Multiple Artemis Instances

Setup with one instance

Artemis usually runs with one instance of the application server:

Setup with multiple instances

There are certain scenarios, where a setup with multiple instances of the application server is required. This can e.g. be due to special requirements regarding fault tolerance or performance.

Artemis also supports this setup (which is also used at the Chair for Applied Software Engineering at TUM).

Multiple instances of the application server are used to distribute the load:

A load balancer (typically a reverse proxy such as nginx) is added, that distributes the requests to the different instances.

Note: This documentation focuses on the practical setup of this distributed setup. More details regarding the theoretical aspects can be found in the Bachelor’s Thesis Securing and Scaling Artemis WebSocket Architecture, which can be found here: pdf.

Additional synchronization

All instances of the application server use the same database, but other parts of the system also have to be synchronized:

Database cache
WebSocket messages
File system

Each of these three aspects is synchronized using a different solution

Database cache

Artemis uses a cache provider that supports distributed caching: Hazelcast.

All instances of Artemis form a so-called cluster that allows them to synchronize their cache. You can use the configuration argument spring.hazelcast.interface to configure the interface on which Hazelcast will listen.

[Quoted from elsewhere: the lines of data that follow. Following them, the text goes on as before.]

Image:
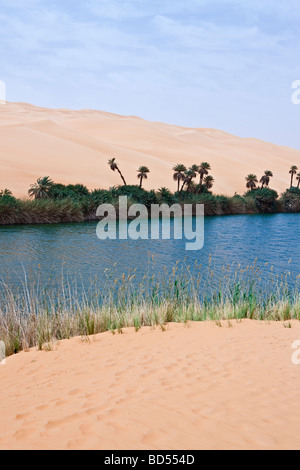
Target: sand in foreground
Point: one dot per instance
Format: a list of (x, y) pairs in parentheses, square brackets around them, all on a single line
[(195, 386)]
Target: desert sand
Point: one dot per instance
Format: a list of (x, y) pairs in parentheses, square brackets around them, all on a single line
[(194, 386), (74, 147)]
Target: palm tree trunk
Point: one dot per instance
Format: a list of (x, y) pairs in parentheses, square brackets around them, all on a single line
[(182, 187), (122, 176)]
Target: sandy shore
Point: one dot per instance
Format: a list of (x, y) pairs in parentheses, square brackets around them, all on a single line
[(74, 147), (195, 386)]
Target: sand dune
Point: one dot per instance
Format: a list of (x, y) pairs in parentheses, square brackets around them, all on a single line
[(74, 146), (223, 388)]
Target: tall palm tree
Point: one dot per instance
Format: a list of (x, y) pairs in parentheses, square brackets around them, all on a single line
[(292, 172), (209, 181), (114, 166), (5, 192), (143, 174), (265, 179), (41, 189), (179, 174), (251, 181), (203, 170), (189, 175)]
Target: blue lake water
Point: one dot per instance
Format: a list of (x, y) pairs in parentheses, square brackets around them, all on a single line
[(47, 251)]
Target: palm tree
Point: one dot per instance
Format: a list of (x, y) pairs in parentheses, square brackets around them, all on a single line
[(5, 192), (292, 172), (41, 189), (114, 166), (208, 182), (251, 181), (179, 174), (143, 174), (265, 179), (203, 170)]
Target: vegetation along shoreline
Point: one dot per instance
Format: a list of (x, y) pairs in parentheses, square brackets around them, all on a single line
[(52, 203)]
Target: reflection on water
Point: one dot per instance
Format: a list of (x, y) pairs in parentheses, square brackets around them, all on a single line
[(75, 249)]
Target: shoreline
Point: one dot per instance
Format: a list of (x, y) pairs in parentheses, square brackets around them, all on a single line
[(83, 209)]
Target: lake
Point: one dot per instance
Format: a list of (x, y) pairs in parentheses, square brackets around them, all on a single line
[(45, 252)]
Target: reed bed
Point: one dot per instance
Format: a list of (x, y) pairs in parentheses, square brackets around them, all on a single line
[(36, 316)]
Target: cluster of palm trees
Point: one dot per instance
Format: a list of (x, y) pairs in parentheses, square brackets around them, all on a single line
[(182, 175), (252, 180)]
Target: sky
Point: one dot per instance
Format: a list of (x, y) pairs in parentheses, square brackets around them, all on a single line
[(219, 64)]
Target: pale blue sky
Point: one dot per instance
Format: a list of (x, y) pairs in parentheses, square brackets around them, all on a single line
[(203, 63)]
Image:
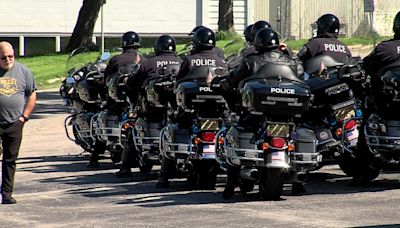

One problem that arises with a distributed setup is that all instances have to know each other in order to create this cluster. This is problematic if the instances change dynamically. Artemis uses a discovery service to solve the issue (named JHipster Registry).

Discovery service

JHipster registry contains Eureka, the discovery service where all instances can register themselves and fetch the other registered instances.

Eureka can be configured like this within Artemis:

# Eureka configuration
eureka:
    client:
        enabled: true
        service-url:
            defaultZone: {{ artemis_eureka_urls }}
instance:
    prefer-ip-address: true
    ip-address: {{ artemis_ip_address }}
    appname: Artemis
    instanceId: Artemis:{{ artemis_eureka_instance_id }}

logging:
    file:
        name: '/opt/artemis/artemis.log'

{{ artemis_eureka_urls }} must be the URL where Eureka is reachable, {{ artemis_ip_address }} must be the IP under which this instance is reachable and {{ artemis_eureka_instance_id }} must be a unique identifier for this instance. You also have to setup the value jhipster.registry.password to the password of the registry (which you will set later).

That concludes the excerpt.